We set out to discover what happened to the Armenians in Anatolia during World War I. Our investigation convinced us that the story cannot be confined to 1915–1916 or to the Armenians and that the Turks’ genocidal ethno-religious cleansings were designed to deal with all the country’s Christians and were implemented by successive governments over a thirty-year period.
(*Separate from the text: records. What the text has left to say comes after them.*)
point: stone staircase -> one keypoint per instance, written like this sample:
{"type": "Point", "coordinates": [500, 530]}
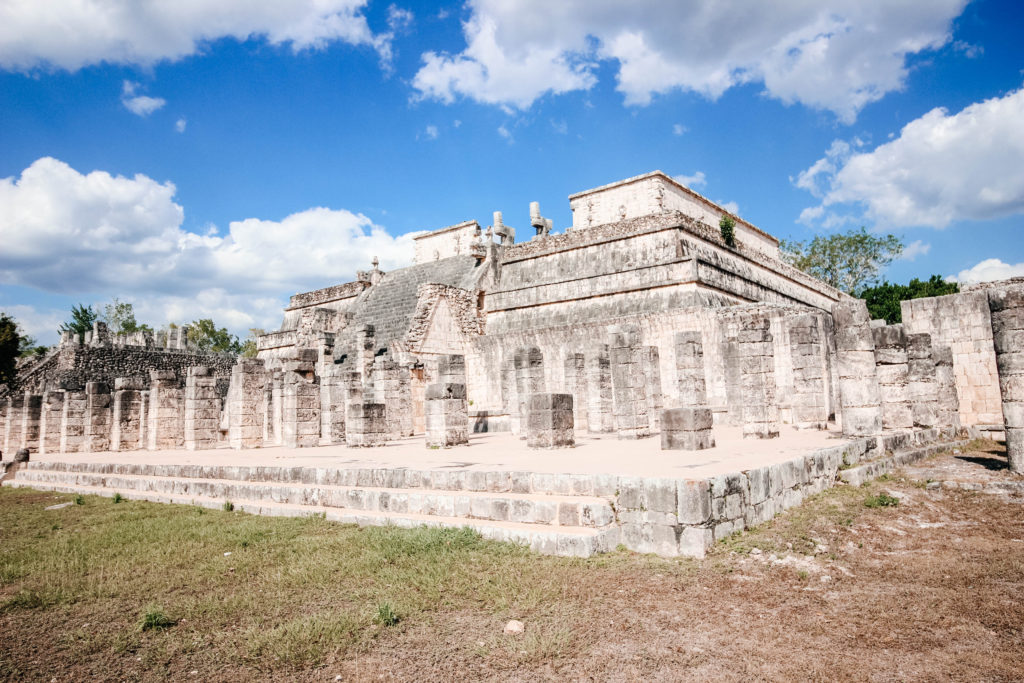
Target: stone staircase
{"type": "Point", "coordinates": [537, 510]}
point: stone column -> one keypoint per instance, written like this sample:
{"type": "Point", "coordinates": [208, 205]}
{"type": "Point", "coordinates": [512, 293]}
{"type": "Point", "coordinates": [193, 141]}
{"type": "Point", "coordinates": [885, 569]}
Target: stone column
{"type": "Point", "coordinates": [628, 384]}
{"type": "Point", "coordinates": [921, 375]}
{"type": "Point", "coordinates": [300, 406]}
{"type": "Point", "coordinates": [858, 381]}
{"type": "Point", "coordinates": [757, 358]}
{"type": "Point", "coordinates": [49, 422]}
{"type": "Point", "coordinates": [690, 381]}
{"type": "Point", "coordinates": [128, 416]}
{"type": "Point", "coordinates": [166, 428]}
{"type": "Point", "coordinates": [576, 384]}
{"type": "Point", "coordinates": [202, 410]}
{"type": "Point", "coordinates": [650, 361]}
{"type": "Point", "coordinates": [549, 421]}
{"type": "Point", "coordinates": [809, 400]}
{"type": "Point", "coordinates": [945, 379]}
{"type": "Point", "coordinates": [1007, 307]}
{"type": "Point", "coordinates": [445, 415]}
{"type": "Point", "coordinates": [528, 380]}
{"type": "Point", "coordinates": [97, 418]}
{"type": "Point", "coordinates": [245, 402]}
{"type": "Point", "coordinates": [894, 382]}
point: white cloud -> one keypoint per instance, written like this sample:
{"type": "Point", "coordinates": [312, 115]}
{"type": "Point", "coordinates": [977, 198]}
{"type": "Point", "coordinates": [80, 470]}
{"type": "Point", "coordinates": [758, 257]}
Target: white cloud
{"type": "Point", "coordinates": [69, 232]}
{"type": "Point", "coordinates": [696, 180]}
{"type": "Point", "coordinates": [72, 34]}
{"type": "Point", "coordinates": [988, 270]}
{"type": "Point", "coordinates": [942, 168]}
{"type": "Point", "coordinates": [834, 54]}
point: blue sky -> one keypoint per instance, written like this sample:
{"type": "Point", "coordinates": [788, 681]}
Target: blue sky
{"type": "Point", "coordinates": [211, 161]}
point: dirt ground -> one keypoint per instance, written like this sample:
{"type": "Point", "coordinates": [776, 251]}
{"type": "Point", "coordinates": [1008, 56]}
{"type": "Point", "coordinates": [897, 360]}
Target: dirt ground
{"type": "Point", "coordinates": [907, 579]}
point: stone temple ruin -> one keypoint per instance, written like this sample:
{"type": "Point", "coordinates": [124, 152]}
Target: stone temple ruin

Since the massive bouts of atrocity were committed under three very different ideological umbrellas, we must resist the temptation to attribute what happened to an aberrant ideology or to an evil faction or person. Clearly Islam was the banner under which, for a great majority of the executioners, the atrocities were perpetrated. But “Islam” in itself is not a sufficient explanation. After all, for centuries the Muslim Ottomans ran an empire that respected or at least tolerated religious minorities and protected and allowed them a measure of autonomy, as long as they accepted subordination and obedience. As we have tried to show, it was the specific convergence in the late nineteenth and early twentieth centuries of a declining, threatened Islamic polity and people and the rise of modern nationalisms and greed that brought forth this protracted evil.

We approached this study with no political agenda; indeed, we come from different ideological perspectives. Our sole purpose was to clarify and describe a fateful period of history. But in the years since we embarked on this journey, the true dimensions of the tragedy gradually unfolded before our eyes, file after file, document after document. We hope that this study illuminates what happened in Asia Minor in 1894–1924, and that it will generate debate and, among Turks, a reconsideration of their past.